When you win so often and you have in your trophy case three massive, World Series-like rings won in the last five years, those questions come with the territory.
It’s a territory the Vikings are expected to reach every year, and the ones who were asking in January and February now have their answer — at 2:30 p.m. Saturday at the Dean E. Smith Center in Chapel Hill.
“Our kids our fired up. We’ve got some that were here last year, so to taste it and to get back, it’s pretty special,” Tyndall said during Monday’s state championship press conference.
“But the ones that haven’t, it’s been an unbelievable ride we’ve been able to take.”
And what a ride it has been.
In 29 games this season the Vikings (27-2) have been utterly dominant in all but three. Their closest margin of victory was a 74-72 win over 3A West Craven four games into the year. Then they went 0-2 in the HighSchoolOT.com Holiday Invitational with losses to nationally-ranked DeSoto (Texas) and to this weekend’s opponent, Waxhaw Cuthbertson.
The loss to the Cavaliers (29-3) has been dissected, picked apart and studied to the point of exhaustion. But it’s what sparked Kinston’s current 18-game win streak.
“It definitely was used (as motivation) because ultimately losing exposes a lot of things that you’re not going to get when you’re winning games,” Tyndall said. “Making mistakes (when) you win, the sting doesn’t hurt as bad. That was our last loss, and it has fueled us in a lot of ways.”
Kinston’s average margin of victory has been 32.2 points since it blew a 13-point lead to the Cavs on Dec. 28 with 1:41 left in the third period.
The Vikings led 47-34 at that point, but Cuthbertson, which fell to Kinston 58-55 in the state 2A title game last season, scored the game’s last 16 points to win 50-47 and bring the teams’ head-to-head record to an even 1-1.

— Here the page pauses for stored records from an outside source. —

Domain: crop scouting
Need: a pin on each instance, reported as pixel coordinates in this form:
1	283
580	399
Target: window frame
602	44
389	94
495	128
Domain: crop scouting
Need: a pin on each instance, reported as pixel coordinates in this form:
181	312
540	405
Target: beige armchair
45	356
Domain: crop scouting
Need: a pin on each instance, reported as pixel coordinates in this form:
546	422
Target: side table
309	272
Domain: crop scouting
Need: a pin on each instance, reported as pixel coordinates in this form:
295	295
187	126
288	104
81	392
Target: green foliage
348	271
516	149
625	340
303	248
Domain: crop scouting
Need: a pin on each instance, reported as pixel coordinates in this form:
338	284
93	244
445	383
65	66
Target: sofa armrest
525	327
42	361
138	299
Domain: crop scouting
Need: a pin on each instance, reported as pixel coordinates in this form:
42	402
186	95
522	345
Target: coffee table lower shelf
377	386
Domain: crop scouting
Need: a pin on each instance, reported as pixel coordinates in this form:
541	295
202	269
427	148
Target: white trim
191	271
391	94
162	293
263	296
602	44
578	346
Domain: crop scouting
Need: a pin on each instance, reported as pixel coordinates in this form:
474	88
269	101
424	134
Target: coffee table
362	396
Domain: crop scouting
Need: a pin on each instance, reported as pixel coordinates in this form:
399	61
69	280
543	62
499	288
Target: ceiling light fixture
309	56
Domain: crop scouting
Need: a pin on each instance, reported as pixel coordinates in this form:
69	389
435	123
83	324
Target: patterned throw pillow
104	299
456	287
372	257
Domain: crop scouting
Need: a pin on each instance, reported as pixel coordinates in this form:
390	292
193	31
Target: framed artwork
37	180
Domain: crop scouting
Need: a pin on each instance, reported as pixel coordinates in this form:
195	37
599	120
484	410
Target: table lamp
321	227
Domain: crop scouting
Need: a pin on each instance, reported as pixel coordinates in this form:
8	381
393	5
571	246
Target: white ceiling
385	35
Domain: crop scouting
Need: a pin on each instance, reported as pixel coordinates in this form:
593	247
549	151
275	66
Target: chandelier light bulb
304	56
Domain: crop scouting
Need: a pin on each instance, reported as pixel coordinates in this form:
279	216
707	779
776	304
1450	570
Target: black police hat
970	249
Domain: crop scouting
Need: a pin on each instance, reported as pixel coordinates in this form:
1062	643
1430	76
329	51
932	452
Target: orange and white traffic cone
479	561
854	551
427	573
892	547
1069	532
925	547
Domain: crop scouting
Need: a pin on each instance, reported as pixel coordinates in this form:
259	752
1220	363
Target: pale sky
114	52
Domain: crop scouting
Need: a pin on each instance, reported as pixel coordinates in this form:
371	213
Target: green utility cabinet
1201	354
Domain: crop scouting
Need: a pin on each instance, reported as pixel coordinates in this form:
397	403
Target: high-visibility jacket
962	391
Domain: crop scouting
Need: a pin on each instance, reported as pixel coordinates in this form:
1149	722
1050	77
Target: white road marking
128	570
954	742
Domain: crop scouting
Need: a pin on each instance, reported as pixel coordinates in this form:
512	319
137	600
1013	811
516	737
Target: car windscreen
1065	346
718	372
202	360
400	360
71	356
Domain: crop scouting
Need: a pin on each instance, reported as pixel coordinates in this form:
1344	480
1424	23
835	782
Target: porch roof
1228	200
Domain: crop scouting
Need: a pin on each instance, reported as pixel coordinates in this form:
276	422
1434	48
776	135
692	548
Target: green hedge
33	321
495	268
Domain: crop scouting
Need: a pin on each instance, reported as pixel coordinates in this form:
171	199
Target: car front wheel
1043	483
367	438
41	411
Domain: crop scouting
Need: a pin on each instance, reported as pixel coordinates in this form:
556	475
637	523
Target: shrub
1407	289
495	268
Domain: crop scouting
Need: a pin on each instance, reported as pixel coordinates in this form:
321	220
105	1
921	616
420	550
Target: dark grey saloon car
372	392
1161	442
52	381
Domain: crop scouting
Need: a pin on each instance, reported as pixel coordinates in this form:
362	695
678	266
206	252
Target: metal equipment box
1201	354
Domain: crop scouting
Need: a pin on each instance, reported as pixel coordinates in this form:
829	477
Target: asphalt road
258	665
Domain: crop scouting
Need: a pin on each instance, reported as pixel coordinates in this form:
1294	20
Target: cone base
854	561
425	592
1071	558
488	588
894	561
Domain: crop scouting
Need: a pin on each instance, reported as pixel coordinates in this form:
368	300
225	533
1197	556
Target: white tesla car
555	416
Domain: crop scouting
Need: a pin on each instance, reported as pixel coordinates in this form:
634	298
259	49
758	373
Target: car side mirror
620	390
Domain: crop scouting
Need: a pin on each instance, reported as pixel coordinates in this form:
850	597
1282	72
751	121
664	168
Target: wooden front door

“During practice, coach, all he says is, ‘Think about what happened in the Christmas tournament and take (your minds) back there,’ ” junior guard Qwarri Ham said. “So every time we go out there and play as hard as we can. In that Christmas tournament we lost, and we didn’t like that, so we go out there and play hard and play for our team.”
“We didn’t finish,” junior forward Tiquan Canady said. “We thought the game was over, but you can’t win a game in the first half. You’ve got to keep playing, and that taught us a lesson right there.”
While it was anything but, the Vikings made conference play look easy, winning all 12 regular season games by at least 19 points — the closest of which came before the loss to Cuthbertson — en route to their seventh consecutive conference title.
In the postseason Kinston made light work of its two conference tournament opponents to win that for the seventh straight year. And after taking care of Bunn and Fairmont in their seventh straight regionals appearance, the Vikings are playing for their fourth state title since 2008 and are in their fifth championship game since 2007.
“This has been a really, really fun group,” Tyndall said after his team dismantled Fairmont 68-41 to advance to the title game. “We’ve tried not to talk about going back a whole lot because I didn’t want that to be the focal point. But for these guys to go back to the state championship and play the way they did (against Fairmont), I’m so, so happy for all of them.”